Woman in school dress and sneakers resting on couch.

Paula Rego (British born Portugal, 1935–2022). Untitled no.4, 1998. Pastel on paper on aluminum., 43 × 39 in. (110 × 100 cm). The Scheherazade Collection

In 1999, Rego exhibited the abortion pastels and prints in Lisbon at the Centro de Arte Moderna José de Azaredo Perdigão (Center of Modern Art José de Azeredo Perdigão), which was part of the Calouste Gulbenkian Foundation, where they drew a record attendance. Rego also allowed the prints, which she frequently referred to as “propaganda,” to be reproduced in journals and newspapers and used by pro-choice organizations.

Almost ten years later, in 2007, Portugal had a second referendum on abortion. Rego’s works have been credited with inspiring this vote, as well as a larger voter turnout, resulting in the legalization of abortion (up to ten weeks) in Portugal. While Rego was widely celebrated for her art, even being named a Dame of the British Empire in 2010, she later described her Untitled works as “one of the things I’m most proud of having done.”

Notes

[1] Abortion was illegal in Portugal and punishable by prison until 1984. After that, it was permitted only in specific instances, such as the health of the mother, fetal abnormalities, and rape.
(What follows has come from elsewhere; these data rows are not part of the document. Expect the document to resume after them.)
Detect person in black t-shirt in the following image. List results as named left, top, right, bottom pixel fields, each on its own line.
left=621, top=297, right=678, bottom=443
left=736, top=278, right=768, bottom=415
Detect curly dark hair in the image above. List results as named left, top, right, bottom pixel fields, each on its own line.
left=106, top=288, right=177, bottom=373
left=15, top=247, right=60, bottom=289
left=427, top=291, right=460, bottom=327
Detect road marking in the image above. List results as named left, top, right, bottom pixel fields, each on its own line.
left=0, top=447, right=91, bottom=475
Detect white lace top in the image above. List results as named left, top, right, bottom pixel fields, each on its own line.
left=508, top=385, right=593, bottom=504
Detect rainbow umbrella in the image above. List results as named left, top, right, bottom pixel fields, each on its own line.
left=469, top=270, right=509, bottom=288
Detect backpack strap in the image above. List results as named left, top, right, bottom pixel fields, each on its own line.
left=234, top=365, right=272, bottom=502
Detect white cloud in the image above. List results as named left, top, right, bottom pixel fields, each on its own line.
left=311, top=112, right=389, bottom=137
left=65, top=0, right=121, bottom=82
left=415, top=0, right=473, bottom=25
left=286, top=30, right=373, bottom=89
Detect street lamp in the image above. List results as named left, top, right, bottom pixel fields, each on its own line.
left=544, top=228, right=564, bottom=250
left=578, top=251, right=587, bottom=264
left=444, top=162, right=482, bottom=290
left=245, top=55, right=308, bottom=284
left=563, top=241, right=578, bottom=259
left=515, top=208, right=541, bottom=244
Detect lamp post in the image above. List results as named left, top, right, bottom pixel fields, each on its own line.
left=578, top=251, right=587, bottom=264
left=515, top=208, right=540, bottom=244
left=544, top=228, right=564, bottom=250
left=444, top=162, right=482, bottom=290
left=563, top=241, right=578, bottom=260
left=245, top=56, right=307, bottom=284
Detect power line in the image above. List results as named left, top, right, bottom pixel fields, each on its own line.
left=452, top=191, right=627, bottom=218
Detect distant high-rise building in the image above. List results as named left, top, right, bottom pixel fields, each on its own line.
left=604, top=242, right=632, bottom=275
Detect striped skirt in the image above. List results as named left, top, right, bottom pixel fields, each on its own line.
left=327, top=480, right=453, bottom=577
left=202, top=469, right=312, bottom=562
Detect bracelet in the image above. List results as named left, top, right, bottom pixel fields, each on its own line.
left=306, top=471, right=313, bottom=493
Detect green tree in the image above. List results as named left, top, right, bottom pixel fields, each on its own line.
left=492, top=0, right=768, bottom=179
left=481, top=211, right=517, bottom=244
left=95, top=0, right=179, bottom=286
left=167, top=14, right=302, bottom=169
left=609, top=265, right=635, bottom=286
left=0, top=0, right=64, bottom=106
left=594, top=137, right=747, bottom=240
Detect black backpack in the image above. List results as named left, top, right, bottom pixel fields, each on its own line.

[2] PAULA REGO interviewed by Edward King, February 2001, Celestina’s House (Kendal: Abbot Hall Art Gallery and Yale Center for British Art, 2001), 11.

[3] In 2020, in response to global threats to reproductive rights, Rego published two additional etchings, printed from the plates she had made in 2000.

[4] Edward King interview with Paula Rego, 11.